Almost all of the shorts are each written and directed by a single filmmaker, with the exception of “The Keeper,” where director Wes Driver collaborated with Greg Greene on the screenplay, and the wraparound, which is written and directed by the duo Sebastien Bazile & Michael Galvan.
Bazile & Galvan’s wraparound introduces a song that finds its way, in various renditions and styles, into each of the episodes. It is suitably enigmatic and ominous, yet works in a lighter vein.
The first segment, written and directed by Jason Ragosta, shakes things up by blending a second horror genre with a conventional slasher.
Writer/director Steven Keller deals with father/son exterminators in a creepy old building.
Writer/director Haley Bishop stars in her segment as a woman very unhappy about turning thirty.
In the entry directed by Driver and scripted by Driver & Greene, a surly man, an exhausted woman and a sickly little boy check into an isolated B&B in Tennessee, run by a kindly innkeeper.

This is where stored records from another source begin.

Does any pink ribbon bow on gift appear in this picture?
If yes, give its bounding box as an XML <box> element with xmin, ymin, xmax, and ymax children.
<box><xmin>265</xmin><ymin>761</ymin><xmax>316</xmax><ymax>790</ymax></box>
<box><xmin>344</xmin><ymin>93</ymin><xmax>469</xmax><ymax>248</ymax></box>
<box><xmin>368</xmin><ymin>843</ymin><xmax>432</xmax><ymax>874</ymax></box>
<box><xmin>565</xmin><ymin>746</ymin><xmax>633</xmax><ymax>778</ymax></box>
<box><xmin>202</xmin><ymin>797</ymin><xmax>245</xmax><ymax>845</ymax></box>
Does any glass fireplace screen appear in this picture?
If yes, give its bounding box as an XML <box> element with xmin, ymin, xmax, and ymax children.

A vintage British automobile and a much more vintage book figure prominently in writer/director Mark Pritchard’s piece.
In writer/director Kimberley Elizabeth’s contribution, a woman is frustrated trying to get her husband’s attention for an unusual reason.
In writer/director Jason Wilkinson’s piece, Alysse Fozmark stars as a young woman who has been wounded in the commission of a robbery.

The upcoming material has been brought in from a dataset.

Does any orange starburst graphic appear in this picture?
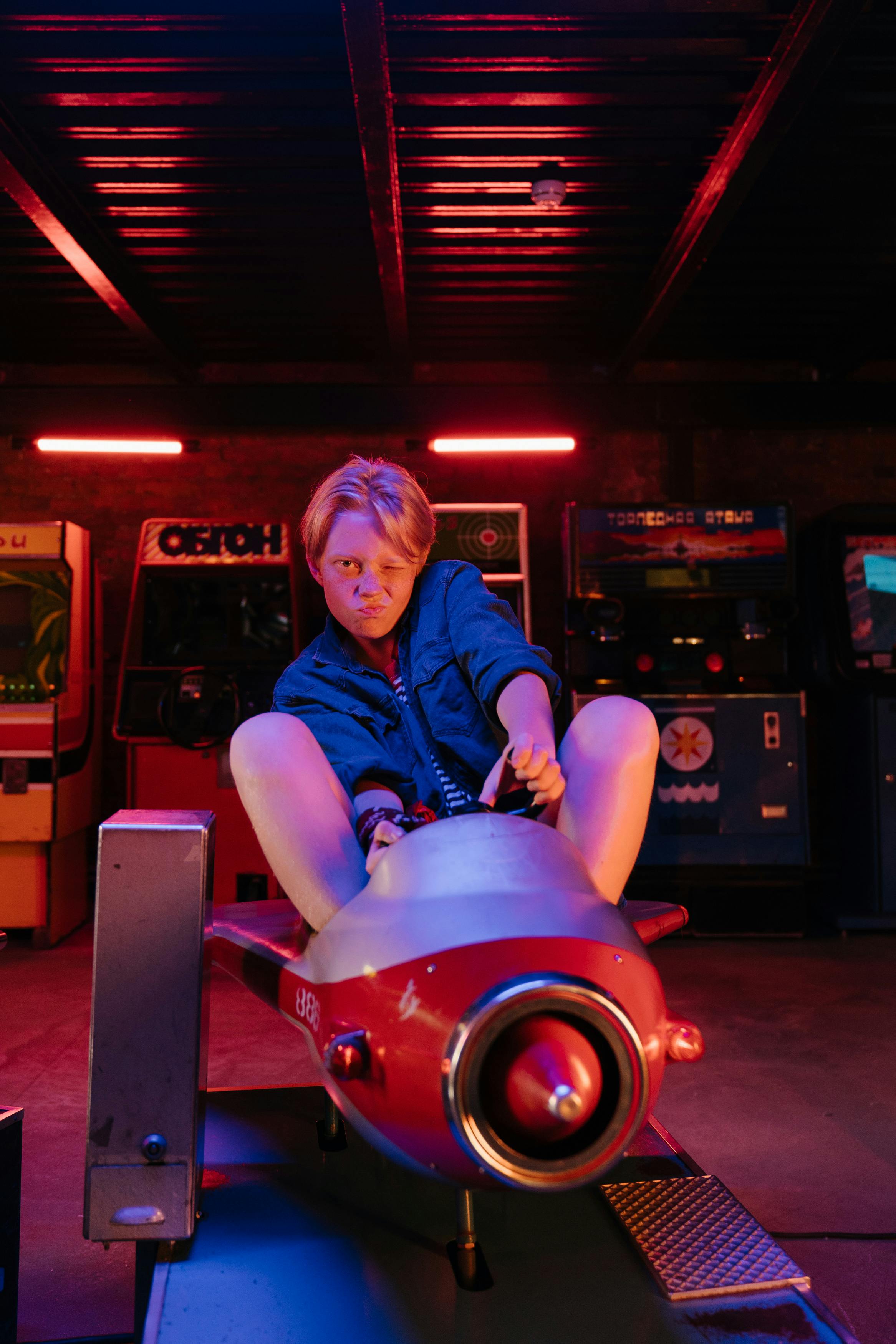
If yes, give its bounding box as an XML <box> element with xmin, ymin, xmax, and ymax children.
<box><xmin>669</xmin><ymin>719</ymin><xmax>709</xmax><ymax>770</ymax></box>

Writer/director Nichole Carson deals with fears of maternity from a pregnant woman (Antonia Miran) who, as a little girl, saw her own mother die in childbirth.

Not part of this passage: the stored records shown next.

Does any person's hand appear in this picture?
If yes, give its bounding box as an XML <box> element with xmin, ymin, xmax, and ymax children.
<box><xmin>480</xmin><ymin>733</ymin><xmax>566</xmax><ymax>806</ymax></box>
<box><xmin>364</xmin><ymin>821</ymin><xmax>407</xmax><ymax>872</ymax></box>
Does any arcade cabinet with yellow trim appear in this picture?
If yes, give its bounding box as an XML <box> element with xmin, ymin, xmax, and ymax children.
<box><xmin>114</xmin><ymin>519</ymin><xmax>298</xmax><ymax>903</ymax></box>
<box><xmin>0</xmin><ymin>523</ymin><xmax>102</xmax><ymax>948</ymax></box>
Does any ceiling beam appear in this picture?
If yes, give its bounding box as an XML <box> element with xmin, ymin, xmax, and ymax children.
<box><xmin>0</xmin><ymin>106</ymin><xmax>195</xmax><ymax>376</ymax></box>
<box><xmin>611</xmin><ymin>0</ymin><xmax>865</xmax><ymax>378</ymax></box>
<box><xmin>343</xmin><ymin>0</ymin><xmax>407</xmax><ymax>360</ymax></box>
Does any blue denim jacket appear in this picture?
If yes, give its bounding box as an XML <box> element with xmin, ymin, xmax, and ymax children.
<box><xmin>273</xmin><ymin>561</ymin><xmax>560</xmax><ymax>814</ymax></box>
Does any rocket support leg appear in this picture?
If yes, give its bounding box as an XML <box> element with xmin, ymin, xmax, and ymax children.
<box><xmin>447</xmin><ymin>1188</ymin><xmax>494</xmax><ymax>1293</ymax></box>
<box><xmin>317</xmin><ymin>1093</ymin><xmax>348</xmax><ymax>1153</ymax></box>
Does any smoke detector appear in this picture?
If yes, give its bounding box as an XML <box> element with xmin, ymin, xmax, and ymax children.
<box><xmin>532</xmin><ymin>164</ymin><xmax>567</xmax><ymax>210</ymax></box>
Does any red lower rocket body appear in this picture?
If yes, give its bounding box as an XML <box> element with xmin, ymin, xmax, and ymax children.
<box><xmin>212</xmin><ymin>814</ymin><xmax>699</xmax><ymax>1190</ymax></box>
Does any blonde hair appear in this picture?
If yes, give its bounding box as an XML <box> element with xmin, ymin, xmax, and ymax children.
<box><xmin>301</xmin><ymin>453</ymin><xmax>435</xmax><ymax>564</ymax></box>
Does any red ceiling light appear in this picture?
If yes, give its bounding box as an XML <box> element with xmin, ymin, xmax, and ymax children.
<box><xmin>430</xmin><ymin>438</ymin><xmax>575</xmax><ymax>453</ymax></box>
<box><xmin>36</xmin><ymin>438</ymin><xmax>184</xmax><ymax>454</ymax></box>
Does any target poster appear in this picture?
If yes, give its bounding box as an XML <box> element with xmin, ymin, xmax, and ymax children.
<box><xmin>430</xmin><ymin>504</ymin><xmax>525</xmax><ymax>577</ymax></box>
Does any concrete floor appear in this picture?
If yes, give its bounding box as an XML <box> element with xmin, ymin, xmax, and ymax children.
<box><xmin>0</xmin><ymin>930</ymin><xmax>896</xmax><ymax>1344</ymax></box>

The acting is all good. Gore is moderate – everything here is on a budget, so there are no big effects, splatter or other. Driver gets points for accurately reproducing the color of a small amount of drying blood on a bedsheet. This episode registers as the one most likely to be turned into a feature.
The most fun is perhaps the first, with filmmaker Ragosta finding humor in bringing something new into what we might be expecting.
Writer/director Pritchard has a similar take, and strong lead performers in Stella Stocker and Donna-Louise Bryan. Triple threat writer/director/performer Bishop demonstrates astute instincts as both filmmaker and actor.
SINPHONY is brisk, clever, and sticks the landing on most of its component pieces. These fit well into something that feels thematically coherent.